中栓部材21を含む栓20を有する飲料容器1を製造する場合には、当該中栓パッキン30が断熱二重容器10の上部開口11の内周面11aに密着するよう、当該栓20を当該断熱二重容器10に取り付ける。
飲料容器1の製造方法は、上述した中栓部材21の製造方法により中栓部材21を製造する工程をさらに含んでもよい。この場合、飲料容器1の製造方法は、上述した接着工程を含む。また、飲料容器1の製造方法は、上述した表面改質工程、及びプライマー塗布工程をさらに含むこととしてもよい。すなわち、飲料容器1の製造方法は、表面改質工程、プライマー塗布工程、接着工程、及び取付工程を含むこととしてもよい。
次に、本実施形態に係る具体的な実施例について説明する。
[実施例1]
図1及び図2に示す中栓部材21及び飲料容器1を製造した。まず、ポリプロピレンの射出成形により、中栓基材40を成形した。次に、図3Aに示すように、中栓基材40のPP表面41に表面改質処理を施した。さらに、図3Bに示すように、中栓基材40の表面改質処理が施されたPP表面41にプライマーを塗布した。
そして、図3Cに示すように、インサート成形を行った。すなわち、下金型101に固定した中栓基材40のプライマーが塗布されたPP表面41上で、シリコーンゴム原料及び加硫剤を含むシリコーンゴム原料組成物Mを、当該加熱された下金型101と上金型102とによってプレスし、加硫が十分進行し、且つポリプロピレンが熱に耐えられる範囲の温度及び時間で保持した。
こうして、図3Dに示すように、シリコーンゴム成形体である中栓パッキン30と、ポリプロピレン成形体である中栓基材40とから構成されるインサート成形体である中栓部材21を得た。その後、金型100から取り出した中栓部材21を、排気機構を備えたオーブン内に入れ、加硫が十分進行する温度及び時間で保持することにより、二次加硫を行った。

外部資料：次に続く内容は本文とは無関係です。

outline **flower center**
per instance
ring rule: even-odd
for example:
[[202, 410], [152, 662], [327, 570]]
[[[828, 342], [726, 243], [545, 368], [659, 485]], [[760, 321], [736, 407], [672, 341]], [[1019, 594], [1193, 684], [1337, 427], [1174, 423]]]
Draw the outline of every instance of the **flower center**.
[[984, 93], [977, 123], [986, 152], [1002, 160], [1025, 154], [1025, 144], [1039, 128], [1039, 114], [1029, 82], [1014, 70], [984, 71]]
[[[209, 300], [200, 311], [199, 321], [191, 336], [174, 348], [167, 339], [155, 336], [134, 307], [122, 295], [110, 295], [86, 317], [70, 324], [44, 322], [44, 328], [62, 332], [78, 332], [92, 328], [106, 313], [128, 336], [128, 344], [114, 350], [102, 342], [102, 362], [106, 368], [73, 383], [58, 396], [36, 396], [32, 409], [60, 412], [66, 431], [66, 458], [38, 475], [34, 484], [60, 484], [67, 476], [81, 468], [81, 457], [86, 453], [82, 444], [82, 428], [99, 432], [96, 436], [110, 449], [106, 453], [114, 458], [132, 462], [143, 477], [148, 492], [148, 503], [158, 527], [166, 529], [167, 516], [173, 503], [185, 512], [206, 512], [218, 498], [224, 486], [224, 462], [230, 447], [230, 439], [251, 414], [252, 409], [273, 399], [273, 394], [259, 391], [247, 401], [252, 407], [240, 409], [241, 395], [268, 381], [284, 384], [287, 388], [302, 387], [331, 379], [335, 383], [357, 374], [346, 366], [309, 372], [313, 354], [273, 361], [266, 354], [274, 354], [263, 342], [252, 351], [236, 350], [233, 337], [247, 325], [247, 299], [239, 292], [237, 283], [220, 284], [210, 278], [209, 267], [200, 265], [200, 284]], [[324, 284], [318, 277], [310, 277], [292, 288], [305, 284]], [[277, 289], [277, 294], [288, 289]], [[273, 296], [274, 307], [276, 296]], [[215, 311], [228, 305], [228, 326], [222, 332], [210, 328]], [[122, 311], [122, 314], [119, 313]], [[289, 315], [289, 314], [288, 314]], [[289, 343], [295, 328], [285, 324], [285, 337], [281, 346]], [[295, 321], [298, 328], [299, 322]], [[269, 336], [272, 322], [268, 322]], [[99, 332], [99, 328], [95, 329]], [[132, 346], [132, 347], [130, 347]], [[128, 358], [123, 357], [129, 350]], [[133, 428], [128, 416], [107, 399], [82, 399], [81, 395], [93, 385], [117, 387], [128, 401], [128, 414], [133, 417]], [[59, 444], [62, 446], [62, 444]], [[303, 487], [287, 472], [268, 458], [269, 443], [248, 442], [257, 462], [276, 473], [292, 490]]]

製造された中栓部材21において、中栓パッキン30と中栓基材40とは強固に接着しており、これらを手で引っ張って分離することは実質的に不可能であった。そして、中栓部材21を、別途製造されたカバー部材22に取り付けることで、図2に示すような栓20を製造した。さらに、栓20を、別途製造された断熱二重容器10に取り付けることで、図1に示すような飲料容器1を製造した。
[実施例2]
例2−1においては、JIS K6256−2に準拠した方法により、シリコーンゴム試験片及びポリプロピレン試験片から構成されるインサート成形体における当該シリコーンゴム試験片と当該ポリプロピレン試験片との剥離強さを評価した。
まず、ポリプロピレンの射出成形により、ポリプロピレン試験片を成形した。次に、ポリプロピレン試験片の一方の表面に表面改質処理を施した。さらに、ポリプロピレン試験片の表面改質処理が施された表面にプライマーを塗布した。
そして、下金型に固定したポリプロピレン試験片のプライマーが塗布された表面上に、シリコーンゴム原料及び加硫剤を含むシリコーンゴム原料組成物を置き、当該加熱された下金型と上金型とによってプレスし、加硫が十分進行し、且つポリプロピレンが熱に耐えられる範囲の温度及び時間で保持することにより、インサート成形を行った。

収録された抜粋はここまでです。